If any of the aforementioned members are not able to attend the meeting, you as the parent have the right to ask for the meeting to be rescheduled. Services on an old IEP will not “expire“ if you can’t meet within a certain timeframe. School districts are required to continue to provide the most recently agreed-upon services in an IEP until new services can be agreed-upon.

In addition, if you, the parent, are not available for the proposed meeting date or time, you also have the right to ask for the IEP team to pick a new date and time. It is so important that you are there! You can offer a few options that work with your schedule, and you can also request that meetings last certain amount of time. Some parents prefer to try to get as much done as possible in one 2 hour meeting, while others need to squeeze in 3-4 lunch break meetings to accommodate work schedules. Some school districts are more accommodating than others with these requests, but it’s worth asking!

Lastly, sometimes school districts will ask parents to excuse a team member in writing if that member cannot stay for all of an IEP meeting.
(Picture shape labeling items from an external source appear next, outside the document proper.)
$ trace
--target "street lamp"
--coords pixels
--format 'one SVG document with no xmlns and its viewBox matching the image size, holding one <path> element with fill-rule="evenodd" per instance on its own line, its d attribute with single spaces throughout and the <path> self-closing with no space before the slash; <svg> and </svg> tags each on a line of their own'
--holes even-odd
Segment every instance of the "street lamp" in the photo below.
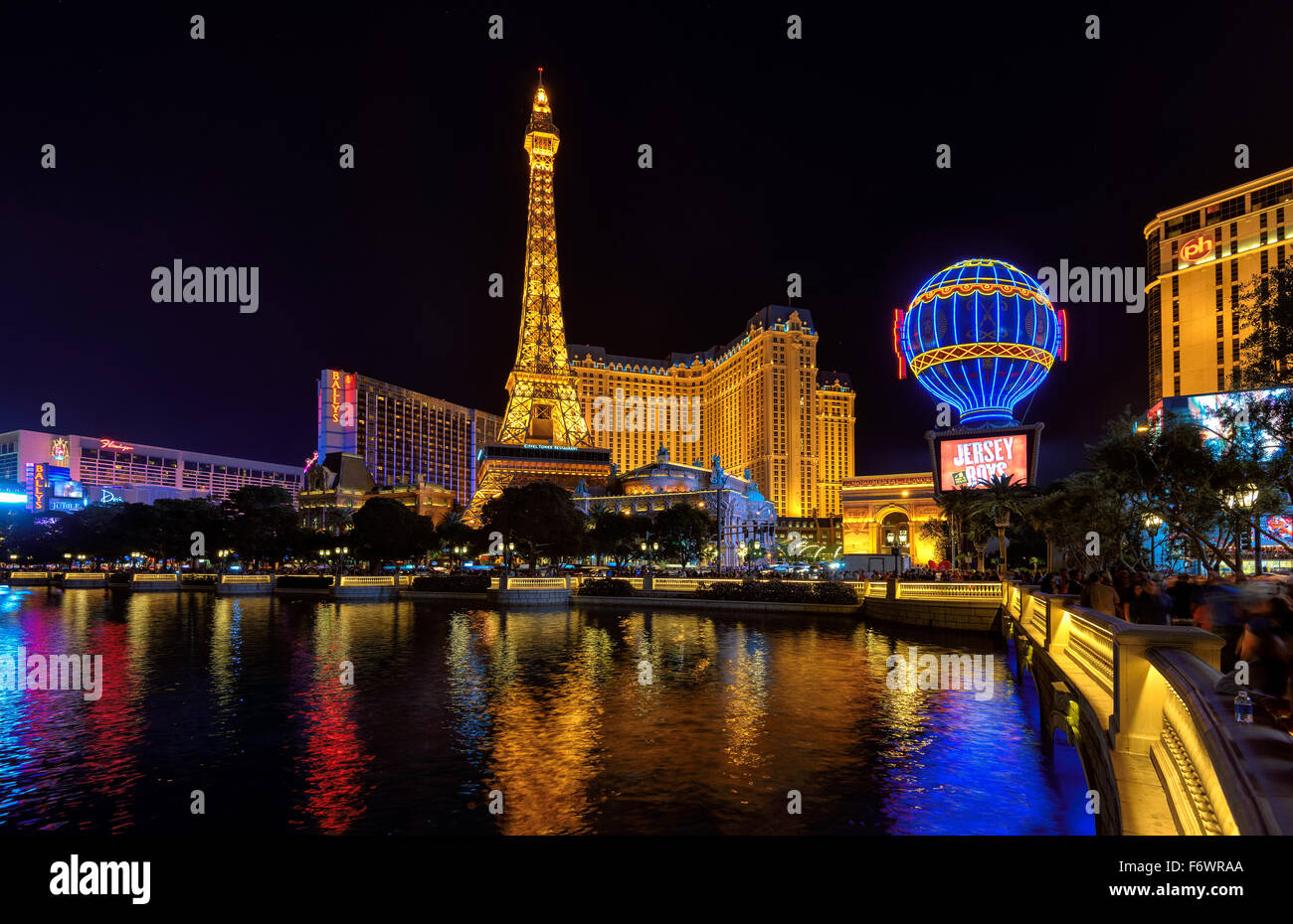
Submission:
<svg viewBox="0 0 1293 924">
<path fill-rule="evenodd" d="M 1157 513 L 1149 513 L 1144 518 L 1144 529 L 1149 534 L 1149 570 L 1153 571 L 1157 567 L 1157 556 L 1155 554 L 1155 541 L 1159 538 L 1159 527 L 1162 526 L 1162 517 Z"/>
<path fill-rule="evenodd" d="M 1226 505 L 1230 509 L 1239 508 L 1245 510 L 1245 529 L 1248 526 L 1248 518 L 1253 516 L 1253 508 L 1257 505 L 1257 487 L 1253 485 L 1245 485 L 1244 487 L 1235 491 L 1226 499 Z M 1257 529 L 1256 523 L 1253 526 L 1254 538 L 1254 556 L 1253 556 L 1253 574 L 1257 575 L 1262 570 L 1262 534 Z M 1235 531 L 1235 565 L 1239 567 L 1239 574 L 1244 572 L 1244 547 L 1243 539 L 1239 535 L 1239 530 Z"/>
</svg>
Depending on the circumstances, this can be OK, but I have seen some school districts abuse this policy. In some districts, it seems to be common place for the general education teacher or other service providers to “pop in,” say 2-3 sentences, then leave. This creates a culture where the general education teacher(s) don’t always take ownership of the special education student(s) in their class. If you feel that may be the case with your child, write on the meeting notice that you do not want to excuse any members for all or part of the IEP meeting. The school district will need to plan accordingly at that point, or will reschedule for a time when everyone can attend.

Like any other part of the IEP process, communication is key! Make sure any questions or concerns related to scheduling a meeting are submitted in writing, and never forget the importance of your input as a member of the IEP team.